Disclosure Annex definition

Disclosure Annex means Annex V to this Agreement; provided, however, that the Disclosure Annex shall be arranged in sections corresponding to the identified Sections of this Agreement, but the disclosure in any such section of the Disclosure Annex shall qualify other provisions in this Agreement to the extent that it would be readily apparent to an informed reader from a reading of such section of the Disclosure Annex that it is also relevant to other provisions of this Agreement.
Disclosure Annex shall have the meaning set forth in Section 2.11 hereof.

Examples of Disclosure Annex in a sentence

  • If any such securities are listed on the Disclosure Annex, the number or amount of each such outstanding convertible security and the conversion terms are set forth in said Disclosure Annex.

  • The Company has delivered the Disclosure Schedule and, if applicable, the Disclosure Update to Treasury and the information contained in the Disclosure Annex C (General Terms and Conditions) Schedule, as modified by the information contained in the Disclosure Update, if applicable, is true, complete and correct.

  • Except as set forth in the Disclosure Annex, no Person has, and as of the Closing Date, no Person shall have, any demand, “piggy-back” or other rights to cause the Company to file any registration statement under the 1933 Act relating to any of its securities or to participate in any such registration statement.

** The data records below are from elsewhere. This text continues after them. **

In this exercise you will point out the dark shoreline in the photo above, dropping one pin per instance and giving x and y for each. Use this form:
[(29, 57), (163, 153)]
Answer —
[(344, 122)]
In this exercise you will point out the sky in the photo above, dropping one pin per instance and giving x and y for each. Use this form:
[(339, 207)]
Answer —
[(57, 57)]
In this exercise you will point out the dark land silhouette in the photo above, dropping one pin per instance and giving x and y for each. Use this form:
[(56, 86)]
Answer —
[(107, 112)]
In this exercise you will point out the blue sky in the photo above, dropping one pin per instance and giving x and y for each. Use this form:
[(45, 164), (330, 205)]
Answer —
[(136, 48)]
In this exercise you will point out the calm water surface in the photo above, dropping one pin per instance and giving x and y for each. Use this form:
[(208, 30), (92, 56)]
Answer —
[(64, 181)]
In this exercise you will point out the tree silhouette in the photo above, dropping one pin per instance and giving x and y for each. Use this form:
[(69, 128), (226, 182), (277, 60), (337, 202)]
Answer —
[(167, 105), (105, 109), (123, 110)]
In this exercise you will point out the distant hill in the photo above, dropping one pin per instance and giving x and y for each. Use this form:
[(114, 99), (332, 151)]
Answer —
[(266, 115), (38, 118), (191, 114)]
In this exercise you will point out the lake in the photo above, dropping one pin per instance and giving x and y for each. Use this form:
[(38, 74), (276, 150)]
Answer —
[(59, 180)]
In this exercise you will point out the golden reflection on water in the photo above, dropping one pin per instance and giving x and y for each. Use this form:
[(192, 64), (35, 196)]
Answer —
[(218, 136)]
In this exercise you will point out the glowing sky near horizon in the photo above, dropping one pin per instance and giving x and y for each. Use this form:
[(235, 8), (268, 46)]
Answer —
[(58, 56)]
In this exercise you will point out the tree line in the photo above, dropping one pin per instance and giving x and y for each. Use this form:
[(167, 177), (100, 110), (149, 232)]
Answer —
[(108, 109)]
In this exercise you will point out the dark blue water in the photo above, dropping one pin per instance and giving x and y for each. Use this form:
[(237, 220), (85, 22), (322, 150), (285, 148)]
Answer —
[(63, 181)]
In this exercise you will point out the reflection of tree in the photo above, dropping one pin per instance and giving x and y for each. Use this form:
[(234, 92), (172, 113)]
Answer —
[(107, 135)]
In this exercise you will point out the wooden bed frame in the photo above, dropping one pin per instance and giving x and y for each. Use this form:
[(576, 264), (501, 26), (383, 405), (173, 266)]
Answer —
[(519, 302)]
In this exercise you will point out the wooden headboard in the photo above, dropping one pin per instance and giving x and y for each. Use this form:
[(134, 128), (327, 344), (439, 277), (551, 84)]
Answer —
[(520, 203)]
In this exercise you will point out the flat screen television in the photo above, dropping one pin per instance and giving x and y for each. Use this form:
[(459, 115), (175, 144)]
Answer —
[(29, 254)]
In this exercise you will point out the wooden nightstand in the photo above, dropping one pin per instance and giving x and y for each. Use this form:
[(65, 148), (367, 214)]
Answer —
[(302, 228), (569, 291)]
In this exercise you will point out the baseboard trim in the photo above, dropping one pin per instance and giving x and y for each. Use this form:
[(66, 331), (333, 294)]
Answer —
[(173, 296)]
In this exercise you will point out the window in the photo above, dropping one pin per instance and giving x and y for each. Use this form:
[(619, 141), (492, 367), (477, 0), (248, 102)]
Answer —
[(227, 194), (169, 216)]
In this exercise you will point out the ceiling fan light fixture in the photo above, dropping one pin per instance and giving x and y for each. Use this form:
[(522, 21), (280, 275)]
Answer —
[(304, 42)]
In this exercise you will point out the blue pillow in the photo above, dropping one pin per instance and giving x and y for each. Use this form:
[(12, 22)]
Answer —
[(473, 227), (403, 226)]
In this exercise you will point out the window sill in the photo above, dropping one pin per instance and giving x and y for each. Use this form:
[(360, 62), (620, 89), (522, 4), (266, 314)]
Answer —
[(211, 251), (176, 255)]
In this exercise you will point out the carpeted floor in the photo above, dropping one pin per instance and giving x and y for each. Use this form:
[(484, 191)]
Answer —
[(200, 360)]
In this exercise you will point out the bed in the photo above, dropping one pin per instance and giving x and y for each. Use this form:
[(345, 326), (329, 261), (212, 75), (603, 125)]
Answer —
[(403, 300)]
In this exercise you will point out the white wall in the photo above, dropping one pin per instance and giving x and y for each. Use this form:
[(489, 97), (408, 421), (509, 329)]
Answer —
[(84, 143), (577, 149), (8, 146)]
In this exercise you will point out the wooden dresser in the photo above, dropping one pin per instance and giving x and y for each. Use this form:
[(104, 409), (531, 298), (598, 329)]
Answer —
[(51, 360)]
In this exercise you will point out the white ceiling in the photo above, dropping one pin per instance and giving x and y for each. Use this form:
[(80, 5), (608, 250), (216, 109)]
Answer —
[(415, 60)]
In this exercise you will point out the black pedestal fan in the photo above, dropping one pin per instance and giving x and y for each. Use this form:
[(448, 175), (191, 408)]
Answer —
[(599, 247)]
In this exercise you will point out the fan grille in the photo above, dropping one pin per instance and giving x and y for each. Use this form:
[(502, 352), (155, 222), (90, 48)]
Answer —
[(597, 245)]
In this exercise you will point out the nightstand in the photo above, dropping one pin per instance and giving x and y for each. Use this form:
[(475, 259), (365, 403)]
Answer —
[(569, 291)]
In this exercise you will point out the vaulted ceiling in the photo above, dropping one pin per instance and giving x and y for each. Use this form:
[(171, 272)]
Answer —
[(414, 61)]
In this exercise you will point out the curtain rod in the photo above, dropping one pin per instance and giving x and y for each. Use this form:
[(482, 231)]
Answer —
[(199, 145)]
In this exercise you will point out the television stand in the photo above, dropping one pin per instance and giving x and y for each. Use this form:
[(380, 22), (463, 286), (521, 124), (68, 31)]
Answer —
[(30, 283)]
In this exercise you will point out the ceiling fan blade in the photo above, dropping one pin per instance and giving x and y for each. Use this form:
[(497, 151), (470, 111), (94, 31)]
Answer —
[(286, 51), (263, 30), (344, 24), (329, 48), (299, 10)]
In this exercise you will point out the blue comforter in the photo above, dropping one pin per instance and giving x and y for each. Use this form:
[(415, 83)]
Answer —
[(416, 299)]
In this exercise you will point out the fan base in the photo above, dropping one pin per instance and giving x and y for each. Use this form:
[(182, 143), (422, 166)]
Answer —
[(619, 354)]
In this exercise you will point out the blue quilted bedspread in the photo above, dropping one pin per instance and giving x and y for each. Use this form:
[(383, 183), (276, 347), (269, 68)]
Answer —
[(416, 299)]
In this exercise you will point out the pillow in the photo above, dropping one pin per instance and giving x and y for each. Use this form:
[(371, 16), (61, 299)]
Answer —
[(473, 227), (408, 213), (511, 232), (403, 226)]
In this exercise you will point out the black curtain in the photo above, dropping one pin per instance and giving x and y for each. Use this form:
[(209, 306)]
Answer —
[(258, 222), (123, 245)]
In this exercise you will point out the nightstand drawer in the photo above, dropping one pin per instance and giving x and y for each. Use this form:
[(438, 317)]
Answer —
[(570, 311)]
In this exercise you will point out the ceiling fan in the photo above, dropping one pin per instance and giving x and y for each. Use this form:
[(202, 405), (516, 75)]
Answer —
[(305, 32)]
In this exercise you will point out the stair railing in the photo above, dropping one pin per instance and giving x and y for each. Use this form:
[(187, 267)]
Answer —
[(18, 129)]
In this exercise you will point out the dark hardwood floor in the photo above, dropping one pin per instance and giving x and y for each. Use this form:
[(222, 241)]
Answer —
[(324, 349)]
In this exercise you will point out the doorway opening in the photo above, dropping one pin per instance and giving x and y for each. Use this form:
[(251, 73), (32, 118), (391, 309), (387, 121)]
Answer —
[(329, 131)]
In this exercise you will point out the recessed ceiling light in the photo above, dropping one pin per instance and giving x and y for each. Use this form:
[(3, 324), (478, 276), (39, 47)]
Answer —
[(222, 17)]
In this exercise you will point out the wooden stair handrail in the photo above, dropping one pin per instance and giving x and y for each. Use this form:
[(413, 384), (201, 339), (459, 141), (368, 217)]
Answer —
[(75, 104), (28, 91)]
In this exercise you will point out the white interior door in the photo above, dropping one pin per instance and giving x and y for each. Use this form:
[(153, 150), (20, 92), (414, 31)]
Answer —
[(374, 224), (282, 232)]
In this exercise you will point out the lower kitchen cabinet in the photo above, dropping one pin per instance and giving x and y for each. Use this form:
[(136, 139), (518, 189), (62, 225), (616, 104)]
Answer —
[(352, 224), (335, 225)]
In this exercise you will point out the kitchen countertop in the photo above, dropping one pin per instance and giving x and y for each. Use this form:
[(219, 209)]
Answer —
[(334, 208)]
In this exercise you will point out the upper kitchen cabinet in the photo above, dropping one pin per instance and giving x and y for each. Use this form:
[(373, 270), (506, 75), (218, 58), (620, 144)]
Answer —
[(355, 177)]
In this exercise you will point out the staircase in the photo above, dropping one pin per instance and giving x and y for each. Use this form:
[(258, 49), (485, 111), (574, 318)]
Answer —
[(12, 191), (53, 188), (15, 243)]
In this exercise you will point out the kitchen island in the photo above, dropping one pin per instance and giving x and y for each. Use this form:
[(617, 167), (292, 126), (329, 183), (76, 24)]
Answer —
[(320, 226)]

  • Except as set forth in the SEC Documents or the Disclosure Annex, Company has filed all federal, state and local tax returns and other reports they are required by law to file and has paid all taxes, assessments, fees and other governmental charges that are due and payable.

  • Capitalized terms that are used but not defined in this Disclosure Annex shall have the meanings set forth in the Agreement.

  • Since the Last Audited Date, there has been no Material Adverse Effect, except as disclosed in the Disclosure Annex.

  • There is no fact known to the Company (other than conditions disclosed in the Disclosure Annex) that has not been disclosed in writing to the Buyer that would reasonably be expected to have or result in a Material Adverse Effect.

  • The Company represents and warrants that, except as set forth in the Disclosure Annex, no convertible debt or other equity-linked securities, including, but not limited to warrants to purchase common stock, containing any kind of anti-dilution or conversion price or exercise price reset mechanism triggered by subsequent issuance of equity-linked securities to third parties have been previously issued to any parties.

  • Except as set forth in Disclosure Annex, no event of default (or its equivalent term), as defined in the respective agreement to which the Company or its Subsidiary is a party, and no event which, with the giving of notice or the passage of time or both, would become an event of default (or its equivalent term) (as so defined in such agreement), has occurred and is continuing, which would have a Material Adverse Effect.

  • Except as disclosed on the Disclosure Annex, there are no unpaid taxes in any material amount claimed to be due by the taxing authority of any jurisdiction, and the officers of the Company know of no basis for any such claim.